Cherene Aniyan: Lament for the Coucal

Lament for the Coucal

Looking out the window so long, I have forgotten
how to say my name. In the garden, a coucal hops
Mother calls it a good omen and sneezes twice.

Inviting luck in, I remove my lungs to make room
for her. Cayenne pepper eye aims for me, then
takes flight, remnant of blue string still tied to left foot.
Five years since I last slept, now I keep watch
at the town square reading palms and psalms.

How far down how long a rope should someone be
to tie good luck to a tree? Shops have put up
funeral tents, workers have gone home
sans lung sans luck, they go back to wheat
fields they sprouted from. Cameras found Tyche
stealing in at twilight to free her crimson pheasant.

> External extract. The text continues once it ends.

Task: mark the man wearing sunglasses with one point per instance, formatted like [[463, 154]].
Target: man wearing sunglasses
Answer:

Downpour plagued the town for a fortnight,
bird nowhere to be seen. Townsfolk gather with make
shift drums to bring her back, mother weeps
at their superstition. I dream of eyes dropping
from heaven, manjadi seeds falling like hail. A thousand
blinded coucals in flight, flapping terrified like choking men
descend on treetops, crash into clothing lines, plunge
into wells, ride bicycles blind, steal cars, steer
trains, the earth thick with luck, leaving neither room
nor air for collapsing lungs.

 
Cherene Aniyan is a 19-year-old from Kerala, India. She attended the International Writing Program Summer Institute 2019 at the University of Iowa. Her fiction has been published in the anthology, Multitudes.